In Kalyanaraman, the subsequent scenes try to evoke laughs through ugly and sexualised references to lower-status women who work in the house where a wedding is to soon happen — calling them ‘masaladosa’ (a food item, and masala means spice, of course) or ‘piece’, and playing on the word ‘madalasa’ which means ‘voluptuous’; the name ‘Thampi’ is mispronounced as ‘kambi’ (fuckstick); the father of the character played by Dileep, a ninety-year-old man, tries to pinch a woman servant’s bottom while another character tries to poke her shoulder. When Dileep’s character tries to pull his grandfather away, he says, “I haven’t been able to be with your grandmother enough…’ and then tries to press his hand on his grandson’s chest. All this is accompanied by the usual audio cue, the slightly-off-key twang sounds.
It is evident that women are the targets, not the audience, of such jokes.
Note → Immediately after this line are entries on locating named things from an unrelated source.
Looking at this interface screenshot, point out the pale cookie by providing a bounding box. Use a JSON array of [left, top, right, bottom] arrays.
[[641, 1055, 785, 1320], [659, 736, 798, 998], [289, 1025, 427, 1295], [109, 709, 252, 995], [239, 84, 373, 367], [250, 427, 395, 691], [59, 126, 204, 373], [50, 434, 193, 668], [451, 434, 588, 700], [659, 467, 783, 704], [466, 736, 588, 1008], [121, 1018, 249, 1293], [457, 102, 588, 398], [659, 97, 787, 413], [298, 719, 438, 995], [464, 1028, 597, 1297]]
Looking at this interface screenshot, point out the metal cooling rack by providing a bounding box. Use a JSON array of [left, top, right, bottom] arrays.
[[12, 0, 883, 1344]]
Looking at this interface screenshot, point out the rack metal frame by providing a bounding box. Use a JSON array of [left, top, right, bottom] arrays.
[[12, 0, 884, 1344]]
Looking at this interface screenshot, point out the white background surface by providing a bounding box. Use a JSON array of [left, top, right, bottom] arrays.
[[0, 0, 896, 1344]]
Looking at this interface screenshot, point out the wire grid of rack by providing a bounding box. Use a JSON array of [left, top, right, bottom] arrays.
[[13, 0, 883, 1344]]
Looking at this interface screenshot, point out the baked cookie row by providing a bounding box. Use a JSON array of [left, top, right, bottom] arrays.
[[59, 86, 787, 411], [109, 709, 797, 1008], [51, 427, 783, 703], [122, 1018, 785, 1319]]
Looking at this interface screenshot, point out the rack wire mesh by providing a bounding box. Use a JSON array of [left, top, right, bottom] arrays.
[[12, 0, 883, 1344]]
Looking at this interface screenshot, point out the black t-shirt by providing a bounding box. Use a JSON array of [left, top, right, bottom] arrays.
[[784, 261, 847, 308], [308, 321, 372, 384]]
The Malayalam commercial cinema industry is deeply patriarchal and it relies on an even-more extensive patriarchal audience. Cinema is a collective effort, an industry. A very large number of people come together there for their livelihood or other reasons. They settle into lines of work, roles, mannerisms, and other actions that suit them best. These are encouraged collectively; as an industry, cinema must succeed. This is why the audience knows before seeing his movie, what a big star like, for example, Prem Nazir, will or will not do.
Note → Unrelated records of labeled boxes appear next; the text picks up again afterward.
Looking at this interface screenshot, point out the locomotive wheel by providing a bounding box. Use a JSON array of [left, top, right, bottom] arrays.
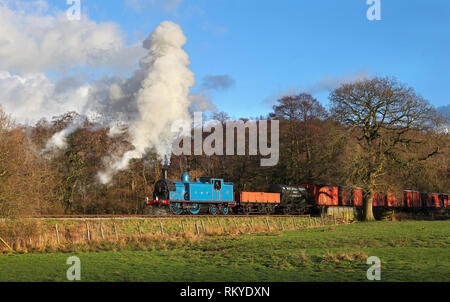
[[189, 203, 200, 215], [209, 204, 219, 215], [170, 202, 184, 215]]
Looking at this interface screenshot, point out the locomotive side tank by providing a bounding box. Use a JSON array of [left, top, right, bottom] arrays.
[[151, 173, 235, 215]]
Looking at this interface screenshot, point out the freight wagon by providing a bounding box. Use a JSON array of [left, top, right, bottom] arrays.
[[147, 171, 450, 215]]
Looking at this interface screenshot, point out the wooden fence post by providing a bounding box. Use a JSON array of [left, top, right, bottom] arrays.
[[217, 218, 225, 232], [0, 237, 13, 251], [195, 222, 200, 235], [159, 221, 164, 235], [201, 220, 206, 234], [137, 222, 142, 237], [113, 223, 119, 241], [86, 222, 91, 241], [55, 224, 60, 244], [100, 223, 105, 240]]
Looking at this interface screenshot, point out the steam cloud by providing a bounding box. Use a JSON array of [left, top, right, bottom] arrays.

Those who make and see movies in Malayalam know pretty well what suits Dileep best. His forte is putrid, toxic, fart-like comedy laced with plenty of sexual allusions. Good enough to make adolescent boys giggle. Maybe this was kind of new in the early 2000s, but those who claim that his movies from back then were ‘innocent’ are those who enjoyed this brainless and fetid obscenity. Things have changed over the years, and this kind of comedy is rather outdated in present-day Kerala. However, such rotten stuff has been normal for some years now (through these movies) and there is a sizeable section which consumes it. Dileep’s backers in the movie industry also think that this fare is fine.
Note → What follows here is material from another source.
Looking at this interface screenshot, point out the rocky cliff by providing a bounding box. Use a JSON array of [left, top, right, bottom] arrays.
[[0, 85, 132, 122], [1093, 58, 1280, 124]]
The latest Dileep movie Bha Bha Ba seems to be the same string of katta-jokes and valiccha wittu — as its reviews on You Tube indicate. One of these reviews points to something especially relevant to our discussion: in the movie, Dileep’s character kidnaps the Chief Minister of Kerala using a laxative drug. This drug is peculiar in that it takes an hour for the diarrhea to start. Like farting, pooping is also a major motif in Dileep’s comedy. It appears in Kalyanaraman as well. The character played by Dileep hands some coconut shavings to the character played by Innocent and says, “Let me feed Ganapathi first! Shouldn’t is all move freely?” Innocent’s character takes this immediately as an allusion to bowel movements and replies, “It’s all moving freely. I’ve had loose motions since two days now.” Dileep’s character responds: “Ok, just swallow the coconut shell and it will close down.”
Now, how long and how many can one entertain through jokes about going to the loo, pooping, farting, male erection, and rape? Well, the answer must be ‘quite a few’! Dileep and his minions have laughed all the way to the bank, many a time. The Dadasaheb Phalke award may have made its way to Kerala, but it is still possible to make the audience laugh with such indigestible material! It is still possible to rob the audience blind peddling venomous and brainless nonsense, on the pretext of lightness and laughter. But then, that is actually a statement about the cinema audiences in Kerala which seem so ready to gulp down juvenile, patriarchal rubbish.